No son tazas cualquiera. Están ilustradas con escritores/as y se acompañan de escenas que acontecen alrededor de una taza de café. Escenas de todo tipo: desde la desolación hasta la esperanza, desde la expectativa por el porvenir hasta el momento de encontrarse con la muerte. Desde el goce que proporcionan los libros y el café hasta el absurdo de la vida.

Nunca entenderé la celebración del café. Nunca. Y no intenten explicármelo, por favor. No veo por qué el café es mejor que un jugo de naranja. Lo que no me convierte en una odiosa, solo en una persona que no logra entender.

Y sin embargo, de vez en cuando, cual si fuera una medicina, me lo tomo. En esos momentos siempre recuerdo a un personaje de Guillermo Cabrera Infante que NO se quería tomar un café… así que se tomó tres. Lo que me lleva a pensar en mis propias contradicciones.

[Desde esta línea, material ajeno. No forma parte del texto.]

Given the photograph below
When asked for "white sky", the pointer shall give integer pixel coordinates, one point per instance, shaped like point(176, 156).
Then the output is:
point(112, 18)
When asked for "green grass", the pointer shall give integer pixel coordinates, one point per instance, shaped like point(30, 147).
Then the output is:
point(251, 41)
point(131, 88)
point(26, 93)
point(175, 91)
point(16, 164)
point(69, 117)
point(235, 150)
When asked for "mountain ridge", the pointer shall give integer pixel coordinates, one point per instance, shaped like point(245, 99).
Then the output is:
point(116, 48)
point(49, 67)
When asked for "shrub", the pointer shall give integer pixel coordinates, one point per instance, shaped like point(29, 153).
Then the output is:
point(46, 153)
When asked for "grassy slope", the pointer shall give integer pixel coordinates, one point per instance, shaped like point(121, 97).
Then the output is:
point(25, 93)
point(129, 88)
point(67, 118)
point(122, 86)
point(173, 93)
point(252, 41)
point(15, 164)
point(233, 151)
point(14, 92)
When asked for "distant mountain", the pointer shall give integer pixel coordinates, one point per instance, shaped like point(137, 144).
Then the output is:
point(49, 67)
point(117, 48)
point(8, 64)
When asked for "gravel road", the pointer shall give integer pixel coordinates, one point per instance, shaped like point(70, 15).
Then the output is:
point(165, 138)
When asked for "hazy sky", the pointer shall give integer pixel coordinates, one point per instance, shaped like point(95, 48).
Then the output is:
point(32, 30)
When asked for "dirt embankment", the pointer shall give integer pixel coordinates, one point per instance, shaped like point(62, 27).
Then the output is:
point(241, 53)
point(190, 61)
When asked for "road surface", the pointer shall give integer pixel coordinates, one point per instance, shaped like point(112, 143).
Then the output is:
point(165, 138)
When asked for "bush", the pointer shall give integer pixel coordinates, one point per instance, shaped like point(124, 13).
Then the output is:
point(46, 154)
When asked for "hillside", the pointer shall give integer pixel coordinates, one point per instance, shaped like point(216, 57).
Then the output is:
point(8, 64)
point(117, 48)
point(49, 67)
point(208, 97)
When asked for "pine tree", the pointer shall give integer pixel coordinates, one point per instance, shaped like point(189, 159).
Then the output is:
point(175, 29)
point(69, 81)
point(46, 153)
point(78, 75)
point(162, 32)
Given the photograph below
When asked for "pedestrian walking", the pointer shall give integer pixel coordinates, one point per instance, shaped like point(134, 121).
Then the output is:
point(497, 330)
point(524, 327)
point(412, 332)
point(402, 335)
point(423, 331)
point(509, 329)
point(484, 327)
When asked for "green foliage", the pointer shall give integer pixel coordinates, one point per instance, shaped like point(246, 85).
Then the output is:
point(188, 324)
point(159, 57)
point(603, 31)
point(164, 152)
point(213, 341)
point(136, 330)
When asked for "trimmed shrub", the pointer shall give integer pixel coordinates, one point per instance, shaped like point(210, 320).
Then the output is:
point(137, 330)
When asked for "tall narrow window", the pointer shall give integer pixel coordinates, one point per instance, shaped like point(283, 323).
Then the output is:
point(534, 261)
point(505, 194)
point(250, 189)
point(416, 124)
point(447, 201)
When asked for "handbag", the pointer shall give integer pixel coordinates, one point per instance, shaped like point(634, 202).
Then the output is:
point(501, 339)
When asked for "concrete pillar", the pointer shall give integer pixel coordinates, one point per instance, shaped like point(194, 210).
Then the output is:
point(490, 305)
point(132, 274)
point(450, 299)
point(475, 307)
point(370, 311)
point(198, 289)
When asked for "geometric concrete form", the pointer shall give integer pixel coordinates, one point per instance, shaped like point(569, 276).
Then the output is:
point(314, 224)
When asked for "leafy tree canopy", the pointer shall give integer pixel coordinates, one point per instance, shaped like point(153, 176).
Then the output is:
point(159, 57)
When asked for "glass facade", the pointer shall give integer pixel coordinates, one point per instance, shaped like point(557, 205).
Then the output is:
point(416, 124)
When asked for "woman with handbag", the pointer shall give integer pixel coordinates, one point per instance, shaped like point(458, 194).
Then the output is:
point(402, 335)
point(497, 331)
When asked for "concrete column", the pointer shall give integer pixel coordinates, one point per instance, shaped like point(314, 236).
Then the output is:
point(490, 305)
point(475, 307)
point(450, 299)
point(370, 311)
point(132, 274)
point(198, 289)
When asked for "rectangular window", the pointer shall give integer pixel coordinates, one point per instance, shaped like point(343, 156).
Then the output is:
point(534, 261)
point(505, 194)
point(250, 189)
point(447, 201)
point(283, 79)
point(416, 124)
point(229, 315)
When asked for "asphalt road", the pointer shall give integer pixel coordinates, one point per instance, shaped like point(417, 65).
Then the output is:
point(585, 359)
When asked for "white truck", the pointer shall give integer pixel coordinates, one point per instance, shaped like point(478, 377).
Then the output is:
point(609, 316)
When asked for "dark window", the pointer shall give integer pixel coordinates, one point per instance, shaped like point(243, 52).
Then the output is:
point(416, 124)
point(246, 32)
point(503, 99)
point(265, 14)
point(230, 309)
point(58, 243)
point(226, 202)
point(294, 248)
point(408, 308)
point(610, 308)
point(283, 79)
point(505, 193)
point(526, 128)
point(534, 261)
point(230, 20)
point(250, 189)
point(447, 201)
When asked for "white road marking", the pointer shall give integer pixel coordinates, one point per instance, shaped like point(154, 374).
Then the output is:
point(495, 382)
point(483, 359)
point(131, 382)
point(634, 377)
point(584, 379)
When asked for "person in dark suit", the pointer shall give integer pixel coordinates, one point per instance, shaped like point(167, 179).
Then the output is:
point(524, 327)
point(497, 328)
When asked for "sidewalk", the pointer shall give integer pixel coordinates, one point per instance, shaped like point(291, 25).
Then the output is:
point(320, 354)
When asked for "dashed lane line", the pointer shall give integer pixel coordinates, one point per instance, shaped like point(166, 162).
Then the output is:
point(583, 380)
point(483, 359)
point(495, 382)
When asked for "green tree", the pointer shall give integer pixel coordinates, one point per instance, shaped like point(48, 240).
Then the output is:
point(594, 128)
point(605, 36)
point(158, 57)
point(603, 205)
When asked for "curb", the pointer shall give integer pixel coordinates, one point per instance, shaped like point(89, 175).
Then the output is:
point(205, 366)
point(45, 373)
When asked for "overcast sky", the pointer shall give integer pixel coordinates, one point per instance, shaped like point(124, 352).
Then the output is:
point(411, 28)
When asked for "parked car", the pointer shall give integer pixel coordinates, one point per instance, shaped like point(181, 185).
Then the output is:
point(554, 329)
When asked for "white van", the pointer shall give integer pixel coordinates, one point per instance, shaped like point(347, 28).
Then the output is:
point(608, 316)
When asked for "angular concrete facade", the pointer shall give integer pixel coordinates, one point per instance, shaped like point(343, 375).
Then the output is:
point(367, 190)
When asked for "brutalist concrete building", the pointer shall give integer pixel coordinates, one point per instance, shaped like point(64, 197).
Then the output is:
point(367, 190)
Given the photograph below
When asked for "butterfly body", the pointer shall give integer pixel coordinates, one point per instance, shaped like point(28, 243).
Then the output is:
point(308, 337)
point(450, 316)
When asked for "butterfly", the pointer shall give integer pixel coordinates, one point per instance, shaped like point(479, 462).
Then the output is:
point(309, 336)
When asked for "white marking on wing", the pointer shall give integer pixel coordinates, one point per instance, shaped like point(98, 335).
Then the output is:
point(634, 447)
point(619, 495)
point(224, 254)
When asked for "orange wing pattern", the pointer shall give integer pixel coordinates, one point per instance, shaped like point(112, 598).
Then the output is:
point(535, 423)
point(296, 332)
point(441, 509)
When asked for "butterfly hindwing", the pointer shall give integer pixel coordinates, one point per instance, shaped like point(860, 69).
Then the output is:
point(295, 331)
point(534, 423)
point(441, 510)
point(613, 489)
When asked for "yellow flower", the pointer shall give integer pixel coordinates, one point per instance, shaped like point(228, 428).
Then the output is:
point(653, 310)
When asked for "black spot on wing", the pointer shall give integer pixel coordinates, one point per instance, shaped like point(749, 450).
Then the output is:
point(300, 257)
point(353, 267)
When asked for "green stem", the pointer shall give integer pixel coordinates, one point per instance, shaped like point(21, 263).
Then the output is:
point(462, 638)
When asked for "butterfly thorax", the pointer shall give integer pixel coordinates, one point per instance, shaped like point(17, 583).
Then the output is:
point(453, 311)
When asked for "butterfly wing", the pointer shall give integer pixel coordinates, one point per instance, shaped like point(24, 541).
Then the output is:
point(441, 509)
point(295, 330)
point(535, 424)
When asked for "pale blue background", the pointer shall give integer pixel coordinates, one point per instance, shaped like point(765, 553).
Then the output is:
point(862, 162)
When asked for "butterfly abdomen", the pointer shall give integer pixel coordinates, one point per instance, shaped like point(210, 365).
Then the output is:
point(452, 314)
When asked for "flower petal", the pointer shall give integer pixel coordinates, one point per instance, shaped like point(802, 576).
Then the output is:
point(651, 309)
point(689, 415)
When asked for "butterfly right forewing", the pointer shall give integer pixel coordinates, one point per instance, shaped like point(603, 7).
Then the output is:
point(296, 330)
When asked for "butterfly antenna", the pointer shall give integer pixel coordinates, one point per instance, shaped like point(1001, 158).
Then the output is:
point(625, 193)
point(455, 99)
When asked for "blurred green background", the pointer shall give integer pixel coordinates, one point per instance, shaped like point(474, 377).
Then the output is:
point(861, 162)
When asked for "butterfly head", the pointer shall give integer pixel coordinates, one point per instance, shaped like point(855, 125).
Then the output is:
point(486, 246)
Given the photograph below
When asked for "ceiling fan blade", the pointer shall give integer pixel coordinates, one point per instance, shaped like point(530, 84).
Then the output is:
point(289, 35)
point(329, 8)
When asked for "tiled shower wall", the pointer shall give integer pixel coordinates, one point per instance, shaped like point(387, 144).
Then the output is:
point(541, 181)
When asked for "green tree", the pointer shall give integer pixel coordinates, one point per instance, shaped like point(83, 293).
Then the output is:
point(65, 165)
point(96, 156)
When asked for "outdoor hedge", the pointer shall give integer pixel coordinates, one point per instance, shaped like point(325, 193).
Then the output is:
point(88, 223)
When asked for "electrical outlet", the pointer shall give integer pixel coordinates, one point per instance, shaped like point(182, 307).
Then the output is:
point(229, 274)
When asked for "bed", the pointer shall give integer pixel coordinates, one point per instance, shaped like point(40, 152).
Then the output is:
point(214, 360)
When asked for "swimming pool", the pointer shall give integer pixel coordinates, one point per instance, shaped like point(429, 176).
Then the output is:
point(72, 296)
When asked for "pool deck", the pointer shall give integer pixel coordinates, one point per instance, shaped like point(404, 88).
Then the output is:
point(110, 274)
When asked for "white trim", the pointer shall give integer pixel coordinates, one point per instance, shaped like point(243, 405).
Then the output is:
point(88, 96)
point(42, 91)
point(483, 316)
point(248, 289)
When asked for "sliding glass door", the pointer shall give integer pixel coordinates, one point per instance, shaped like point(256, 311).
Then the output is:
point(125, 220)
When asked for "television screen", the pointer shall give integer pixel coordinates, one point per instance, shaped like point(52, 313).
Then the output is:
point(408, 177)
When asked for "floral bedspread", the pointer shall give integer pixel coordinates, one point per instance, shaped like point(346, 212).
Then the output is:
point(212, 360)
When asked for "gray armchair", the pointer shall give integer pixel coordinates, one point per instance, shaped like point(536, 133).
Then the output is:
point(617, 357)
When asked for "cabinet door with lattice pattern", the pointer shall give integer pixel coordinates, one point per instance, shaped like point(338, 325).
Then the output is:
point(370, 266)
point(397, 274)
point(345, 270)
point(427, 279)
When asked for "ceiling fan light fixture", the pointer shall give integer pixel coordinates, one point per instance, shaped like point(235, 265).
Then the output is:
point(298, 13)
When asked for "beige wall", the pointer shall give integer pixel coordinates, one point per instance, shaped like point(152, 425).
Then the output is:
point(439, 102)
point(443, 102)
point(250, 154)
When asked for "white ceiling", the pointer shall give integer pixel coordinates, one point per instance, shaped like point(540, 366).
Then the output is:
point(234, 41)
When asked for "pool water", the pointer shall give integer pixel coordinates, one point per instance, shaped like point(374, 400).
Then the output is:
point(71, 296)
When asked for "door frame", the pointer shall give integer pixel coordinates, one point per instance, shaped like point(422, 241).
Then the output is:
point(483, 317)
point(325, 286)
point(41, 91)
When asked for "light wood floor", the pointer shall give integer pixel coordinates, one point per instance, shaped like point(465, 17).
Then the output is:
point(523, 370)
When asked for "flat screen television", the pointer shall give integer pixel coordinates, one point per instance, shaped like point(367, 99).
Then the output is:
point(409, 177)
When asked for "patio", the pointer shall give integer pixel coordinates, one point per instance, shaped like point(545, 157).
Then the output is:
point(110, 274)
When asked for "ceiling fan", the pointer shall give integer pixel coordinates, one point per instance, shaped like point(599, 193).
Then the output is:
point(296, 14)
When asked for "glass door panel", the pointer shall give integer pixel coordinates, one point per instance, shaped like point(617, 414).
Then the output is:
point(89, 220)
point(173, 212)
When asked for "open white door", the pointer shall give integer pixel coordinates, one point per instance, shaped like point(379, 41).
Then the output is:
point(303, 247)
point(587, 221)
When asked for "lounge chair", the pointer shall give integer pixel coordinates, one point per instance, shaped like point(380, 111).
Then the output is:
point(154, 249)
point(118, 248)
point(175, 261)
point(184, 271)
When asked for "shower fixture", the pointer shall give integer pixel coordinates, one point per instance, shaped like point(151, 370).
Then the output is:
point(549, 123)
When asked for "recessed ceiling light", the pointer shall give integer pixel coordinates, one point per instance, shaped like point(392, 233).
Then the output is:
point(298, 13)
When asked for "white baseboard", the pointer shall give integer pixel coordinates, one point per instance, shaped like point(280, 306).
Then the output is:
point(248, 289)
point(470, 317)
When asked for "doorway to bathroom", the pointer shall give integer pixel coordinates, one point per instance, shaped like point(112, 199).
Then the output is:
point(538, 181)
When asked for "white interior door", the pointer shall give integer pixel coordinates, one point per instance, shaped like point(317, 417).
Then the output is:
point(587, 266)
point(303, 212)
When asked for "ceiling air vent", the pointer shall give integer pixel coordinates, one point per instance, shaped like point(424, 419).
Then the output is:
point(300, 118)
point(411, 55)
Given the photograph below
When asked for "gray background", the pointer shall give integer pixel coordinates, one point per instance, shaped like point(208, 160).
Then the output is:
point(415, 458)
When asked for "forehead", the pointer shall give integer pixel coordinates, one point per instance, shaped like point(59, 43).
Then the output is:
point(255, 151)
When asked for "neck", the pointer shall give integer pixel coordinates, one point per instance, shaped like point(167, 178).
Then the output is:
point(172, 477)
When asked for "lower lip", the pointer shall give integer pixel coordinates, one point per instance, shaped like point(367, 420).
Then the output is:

“Caminé por toda Infanta y llegando a la calle 23 me encontré con un vendedor de café ambulante que anda siempre por allí y me propuso una taza y le dije, No gracias tengo que manejar y en realidad era que no quería tomar café porque quería seguir borracho y caminar borracho y vivir borracho que es como decir borrado. Y como no quería una me tomé tres tazas de café y me puse a hablar con el cafetero […]”. TRES TRISTES TIGRES. G.C. Infante. 

En esta foto de @juanpablocuba no finjo que me tomo un café, no. Finjo que me guarezco de la lluvia y que casualmente mi tacita de Cortázar estaba ahí.